Orbital Sciences Corporation, a developer and manufacturer of small- and medium-class rockets and space systems for commercial, military and civil government customers, has reportedly
signed a Phase 2 contract with the Defense Advanced Research Projects Agency based in Arlington, Va., to develop the final design for “System F6” - the Future Fast, Flexible, Fractionated, Free-Flying Spacecraft.
The contract is valued at $74.6 million over a one-year period of performance.
“System F6 has the potential to be a game-changing innovation in the way space systems are designed, built and operated in much the same way as the DARPA-developed Internet has changed many aspects of our daily lives,” Gregg Burgess, vice president for national security systems in the company’s advanced programs group at Orbital, said in a statement. “System F6 is not just an incremental improvement in technology, but rather a fundamental transformation of the entire space community. Fractionated and networked architectures could be the answer to recurring problems that debilitate the space sector, including significant cost increases, late deliveries, launch mishaps and on-orbit failures.”
This contract is said to have come as a result of a down-select by DARPA from among several companies that participated in the program’s Phase 1 study contracts in 2008 and 2009.

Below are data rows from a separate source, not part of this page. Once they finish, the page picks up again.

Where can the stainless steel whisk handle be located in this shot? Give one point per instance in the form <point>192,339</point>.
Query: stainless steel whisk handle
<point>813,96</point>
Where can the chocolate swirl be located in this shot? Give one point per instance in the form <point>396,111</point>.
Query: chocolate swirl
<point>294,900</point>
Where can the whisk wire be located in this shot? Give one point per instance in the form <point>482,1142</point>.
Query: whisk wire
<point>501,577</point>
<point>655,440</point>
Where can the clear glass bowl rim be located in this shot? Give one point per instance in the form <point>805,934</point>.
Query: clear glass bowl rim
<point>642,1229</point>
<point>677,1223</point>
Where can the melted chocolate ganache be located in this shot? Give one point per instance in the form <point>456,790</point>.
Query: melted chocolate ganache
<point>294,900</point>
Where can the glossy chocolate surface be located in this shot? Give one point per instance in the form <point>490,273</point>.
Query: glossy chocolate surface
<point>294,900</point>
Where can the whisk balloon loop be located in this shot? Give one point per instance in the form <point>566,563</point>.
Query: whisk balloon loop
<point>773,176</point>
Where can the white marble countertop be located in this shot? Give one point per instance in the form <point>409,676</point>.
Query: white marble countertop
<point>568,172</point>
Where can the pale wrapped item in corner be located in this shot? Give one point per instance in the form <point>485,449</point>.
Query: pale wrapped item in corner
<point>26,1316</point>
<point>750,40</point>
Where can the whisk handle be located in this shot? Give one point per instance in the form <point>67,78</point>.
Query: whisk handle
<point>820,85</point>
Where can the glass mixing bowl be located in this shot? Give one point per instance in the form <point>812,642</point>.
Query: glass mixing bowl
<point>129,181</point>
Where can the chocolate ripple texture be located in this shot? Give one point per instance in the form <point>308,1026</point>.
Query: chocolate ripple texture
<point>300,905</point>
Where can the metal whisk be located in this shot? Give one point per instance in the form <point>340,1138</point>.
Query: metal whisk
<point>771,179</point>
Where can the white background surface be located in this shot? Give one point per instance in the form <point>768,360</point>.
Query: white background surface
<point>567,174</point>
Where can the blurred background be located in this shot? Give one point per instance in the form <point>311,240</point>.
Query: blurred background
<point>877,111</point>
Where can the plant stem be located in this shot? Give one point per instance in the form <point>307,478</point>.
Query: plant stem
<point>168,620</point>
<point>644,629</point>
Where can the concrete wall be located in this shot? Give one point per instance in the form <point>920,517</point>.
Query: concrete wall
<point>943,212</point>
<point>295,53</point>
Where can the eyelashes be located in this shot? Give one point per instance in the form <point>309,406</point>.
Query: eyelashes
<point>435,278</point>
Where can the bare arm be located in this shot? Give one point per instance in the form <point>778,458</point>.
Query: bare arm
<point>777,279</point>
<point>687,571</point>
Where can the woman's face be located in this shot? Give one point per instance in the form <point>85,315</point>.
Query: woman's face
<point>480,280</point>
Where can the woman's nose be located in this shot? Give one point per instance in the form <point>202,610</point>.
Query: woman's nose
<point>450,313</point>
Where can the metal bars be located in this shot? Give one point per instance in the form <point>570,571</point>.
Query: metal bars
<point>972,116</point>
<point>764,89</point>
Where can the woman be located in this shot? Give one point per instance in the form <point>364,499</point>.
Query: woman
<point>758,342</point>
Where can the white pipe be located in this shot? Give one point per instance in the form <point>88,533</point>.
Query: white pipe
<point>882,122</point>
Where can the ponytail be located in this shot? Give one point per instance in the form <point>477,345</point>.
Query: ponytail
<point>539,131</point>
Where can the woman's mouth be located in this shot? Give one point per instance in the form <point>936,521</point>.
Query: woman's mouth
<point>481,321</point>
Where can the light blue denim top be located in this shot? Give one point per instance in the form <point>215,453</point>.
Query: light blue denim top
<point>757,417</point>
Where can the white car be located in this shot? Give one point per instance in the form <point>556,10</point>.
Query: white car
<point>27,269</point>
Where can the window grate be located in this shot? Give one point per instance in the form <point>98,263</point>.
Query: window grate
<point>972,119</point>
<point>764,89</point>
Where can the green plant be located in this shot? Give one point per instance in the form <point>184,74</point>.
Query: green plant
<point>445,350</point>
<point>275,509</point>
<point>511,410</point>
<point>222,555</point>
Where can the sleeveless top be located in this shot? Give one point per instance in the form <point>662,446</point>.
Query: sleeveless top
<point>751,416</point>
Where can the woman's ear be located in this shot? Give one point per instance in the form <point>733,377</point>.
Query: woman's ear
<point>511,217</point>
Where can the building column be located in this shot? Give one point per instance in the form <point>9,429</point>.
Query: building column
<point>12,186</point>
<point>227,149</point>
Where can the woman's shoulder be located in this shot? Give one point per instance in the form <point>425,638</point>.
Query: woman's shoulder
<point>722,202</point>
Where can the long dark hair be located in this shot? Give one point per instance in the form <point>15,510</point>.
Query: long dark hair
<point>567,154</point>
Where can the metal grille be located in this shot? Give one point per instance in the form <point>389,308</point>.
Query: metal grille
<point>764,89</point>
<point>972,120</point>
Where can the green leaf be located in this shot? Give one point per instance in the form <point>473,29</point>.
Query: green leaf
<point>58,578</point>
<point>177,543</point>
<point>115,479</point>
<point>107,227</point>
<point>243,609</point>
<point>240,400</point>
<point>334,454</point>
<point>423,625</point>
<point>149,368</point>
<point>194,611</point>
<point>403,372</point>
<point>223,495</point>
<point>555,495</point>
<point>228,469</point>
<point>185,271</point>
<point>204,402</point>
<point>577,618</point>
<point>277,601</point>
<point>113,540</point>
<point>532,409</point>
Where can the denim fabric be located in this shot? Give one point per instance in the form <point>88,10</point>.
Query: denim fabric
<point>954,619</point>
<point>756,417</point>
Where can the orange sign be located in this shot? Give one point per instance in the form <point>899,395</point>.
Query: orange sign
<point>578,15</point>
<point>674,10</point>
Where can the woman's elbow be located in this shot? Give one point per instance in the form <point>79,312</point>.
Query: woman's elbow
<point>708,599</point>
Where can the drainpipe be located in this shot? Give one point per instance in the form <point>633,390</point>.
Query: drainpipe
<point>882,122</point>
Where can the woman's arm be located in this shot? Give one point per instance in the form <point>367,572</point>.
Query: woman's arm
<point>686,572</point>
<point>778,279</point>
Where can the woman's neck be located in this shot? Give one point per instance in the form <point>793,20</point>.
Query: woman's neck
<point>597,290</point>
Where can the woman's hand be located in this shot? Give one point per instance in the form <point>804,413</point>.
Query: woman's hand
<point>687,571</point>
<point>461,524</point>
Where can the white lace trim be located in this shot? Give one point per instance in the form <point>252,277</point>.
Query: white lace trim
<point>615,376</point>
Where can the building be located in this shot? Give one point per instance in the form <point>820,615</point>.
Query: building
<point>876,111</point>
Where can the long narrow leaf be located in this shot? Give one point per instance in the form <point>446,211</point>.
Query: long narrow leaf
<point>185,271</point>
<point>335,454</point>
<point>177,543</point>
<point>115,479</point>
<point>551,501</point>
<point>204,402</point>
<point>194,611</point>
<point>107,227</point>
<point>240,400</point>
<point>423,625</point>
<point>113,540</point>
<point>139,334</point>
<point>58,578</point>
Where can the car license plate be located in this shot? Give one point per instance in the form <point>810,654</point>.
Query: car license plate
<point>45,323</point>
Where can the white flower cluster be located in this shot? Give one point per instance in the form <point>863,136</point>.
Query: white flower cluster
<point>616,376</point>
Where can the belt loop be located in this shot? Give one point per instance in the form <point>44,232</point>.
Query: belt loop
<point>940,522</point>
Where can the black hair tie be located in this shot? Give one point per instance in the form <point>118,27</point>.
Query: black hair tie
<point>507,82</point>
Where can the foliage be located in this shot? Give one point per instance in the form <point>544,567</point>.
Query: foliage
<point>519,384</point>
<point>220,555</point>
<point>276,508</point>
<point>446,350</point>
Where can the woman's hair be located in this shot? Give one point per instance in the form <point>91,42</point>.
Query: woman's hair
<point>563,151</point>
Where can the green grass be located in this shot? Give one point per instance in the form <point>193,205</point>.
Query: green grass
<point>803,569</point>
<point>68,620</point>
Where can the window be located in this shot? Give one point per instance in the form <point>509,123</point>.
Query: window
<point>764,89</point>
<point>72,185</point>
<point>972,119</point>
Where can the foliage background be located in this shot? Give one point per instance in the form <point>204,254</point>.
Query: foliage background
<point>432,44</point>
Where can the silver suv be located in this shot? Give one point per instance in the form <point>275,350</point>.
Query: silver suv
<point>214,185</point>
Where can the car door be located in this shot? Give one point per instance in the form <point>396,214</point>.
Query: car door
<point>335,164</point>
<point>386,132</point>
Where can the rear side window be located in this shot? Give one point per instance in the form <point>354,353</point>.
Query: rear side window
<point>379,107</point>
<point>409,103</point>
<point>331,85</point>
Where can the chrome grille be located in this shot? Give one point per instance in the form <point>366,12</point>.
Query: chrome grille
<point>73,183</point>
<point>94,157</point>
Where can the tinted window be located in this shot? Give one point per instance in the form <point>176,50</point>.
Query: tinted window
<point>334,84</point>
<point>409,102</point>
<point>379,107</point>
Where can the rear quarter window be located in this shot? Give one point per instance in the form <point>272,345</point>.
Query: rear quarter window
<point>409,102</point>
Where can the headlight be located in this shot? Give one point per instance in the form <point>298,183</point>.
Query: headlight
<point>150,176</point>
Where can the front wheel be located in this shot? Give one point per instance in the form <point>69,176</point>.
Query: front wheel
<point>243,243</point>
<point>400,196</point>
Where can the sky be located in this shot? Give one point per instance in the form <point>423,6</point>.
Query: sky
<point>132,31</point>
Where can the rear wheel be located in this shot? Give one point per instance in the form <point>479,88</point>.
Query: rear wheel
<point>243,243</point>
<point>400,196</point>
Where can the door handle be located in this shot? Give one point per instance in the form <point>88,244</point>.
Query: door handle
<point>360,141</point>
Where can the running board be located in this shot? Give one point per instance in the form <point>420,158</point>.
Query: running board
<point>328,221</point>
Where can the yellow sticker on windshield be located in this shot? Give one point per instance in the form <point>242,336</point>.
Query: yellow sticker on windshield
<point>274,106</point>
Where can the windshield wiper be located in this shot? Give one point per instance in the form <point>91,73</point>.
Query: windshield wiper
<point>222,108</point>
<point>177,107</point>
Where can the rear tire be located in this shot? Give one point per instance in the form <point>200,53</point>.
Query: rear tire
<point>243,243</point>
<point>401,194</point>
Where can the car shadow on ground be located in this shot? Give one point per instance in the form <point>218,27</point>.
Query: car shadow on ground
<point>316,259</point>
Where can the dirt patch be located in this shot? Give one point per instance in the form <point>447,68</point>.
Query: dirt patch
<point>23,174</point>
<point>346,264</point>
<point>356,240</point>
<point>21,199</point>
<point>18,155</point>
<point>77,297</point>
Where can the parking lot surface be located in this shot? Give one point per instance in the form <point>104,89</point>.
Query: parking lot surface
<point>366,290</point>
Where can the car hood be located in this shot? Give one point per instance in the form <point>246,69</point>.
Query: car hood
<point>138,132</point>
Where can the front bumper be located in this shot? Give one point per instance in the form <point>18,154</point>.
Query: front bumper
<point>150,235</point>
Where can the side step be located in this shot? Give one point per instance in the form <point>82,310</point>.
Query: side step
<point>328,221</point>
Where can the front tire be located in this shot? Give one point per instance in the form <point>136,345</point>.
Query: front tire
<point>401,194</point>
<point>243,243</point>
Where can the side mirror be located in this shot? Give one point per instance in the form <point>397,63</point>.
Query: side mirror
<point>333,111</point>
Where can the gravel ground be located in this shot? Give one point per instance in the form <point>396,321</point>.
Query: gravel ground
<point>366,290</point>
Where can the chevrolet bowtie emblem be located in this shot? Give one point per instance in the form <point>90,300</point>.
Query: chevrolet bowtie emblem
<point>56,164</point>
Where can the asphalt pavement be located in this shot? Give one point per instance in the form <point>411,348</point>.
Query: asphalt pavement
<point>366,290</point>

The company also said the objective of the System F6 program is to develop and demonstrate the basic building blocks of a radically new space architecture in which traditional large, multi-functional monolithic spacecraft are replaced by clusters of wirelessly interconnected spacecraft modules. Each of these modules are said to perform a subset of the tasks performed by a large classical spacecraft and works together in a cluster to provide the same overall effective mission capability.
Key benefits of such a system include; reduced overall risk, budgetary and planning flexibility, faster initial deployment, and ultimately greater survivability, including selective replacement of damaged or obsolete elements of a complex spacecraft.
Under the second phase contract of the System F6 program, Orbital will be responsible for the detailed design and ground testing of the new technologies, architectures and programmatic concepts required to successfully fractionate a space system. These include wireless data communications, cluster flight operations, distributed spacecraft computing systems, rapidly re-locatable ground systems, and value-centric design methodologies.
DARPA is said to have selected Orbital out of four Phase 1 contractors to continue work on Phase 2 of the program, leading to a planned flight demonstration in 2013.